Objective. Patients with rheumatoid arthritis (RA) who experience depression have worse health outcomes. This study identifies predictors of depression in an ethnically and racially diverse population of patients with RA. Methods. Patients with RA in a prospective cohort at the San Francisco General Hospital outpatient rheumatology clinic were included if they were age >18 years, met the American College of Rheumatology classification criteria for RA, had a Health Assessment Questionnaire (HAQ) score collected, and had the RA-specific Disease Activity Score performed by a rheumatologist.
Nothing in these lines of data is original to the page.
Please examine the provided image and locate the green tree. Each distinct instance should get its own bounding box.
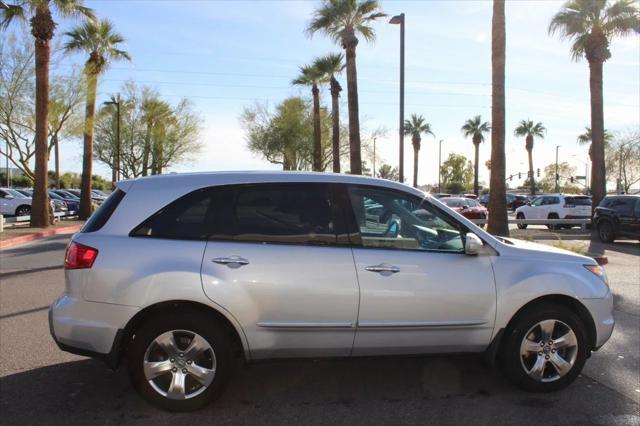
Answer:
[460,115,491,195]
[0,0,93,227]
[378,164,400,182]
[0,32,83,186]
[577,127,613,161]
[513,120,547,195]
[549,0,640,209]
[307,0,386,175]
[64,19,131,219]
[440,152,473,193]
[93,82,202,179]
[404,114,434,188]
[291,65,326,172]
[605,130,640,194]
[313,53,345,173]
[487,0,509,236]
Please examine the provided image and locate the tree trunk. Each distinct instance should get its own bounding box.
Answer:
[473,141,480,196]
[589,61,607,213]
[79,70,98,220]
[311,83,322,172]
[142,123,151,176]
[527,144,536,195]
[53,135,60,189]
[345,35,362,175]
[331,77,342,173]
[31,25,53,228]
[487,0,509,236]
[413,141,420,188]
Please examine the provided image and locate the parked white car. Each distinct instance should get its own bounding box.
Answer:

The outcome variable was a depression score measured by the Patient Health Questionnaire 9 (PHQ-9), a self-report questionnaire validated to correlate with a diagnosis of major depression. Results. Three hundred forty-nine clinical visits for 172 patients were included in the analysis. Forty percent of patients scored >10 on the PHQ-9 during at least one clinic visit, which corresponds to a symptom severity of at least moderate depression. The mean PHQ-9 score was 7, corresponding to a symptom severity of mild depression. In the multivariate analysis, higher HAQ scores were associated with depression, and Asians had lower depression scores compared with Hispanic, white, and African American subjects. Conclusion. Identifying associated predictors of depression in a diverse population of patients with RA can help guide treatment, which should include preventing disability and decreased function as well as targeting depressive symptoms more specifically in patients with RA.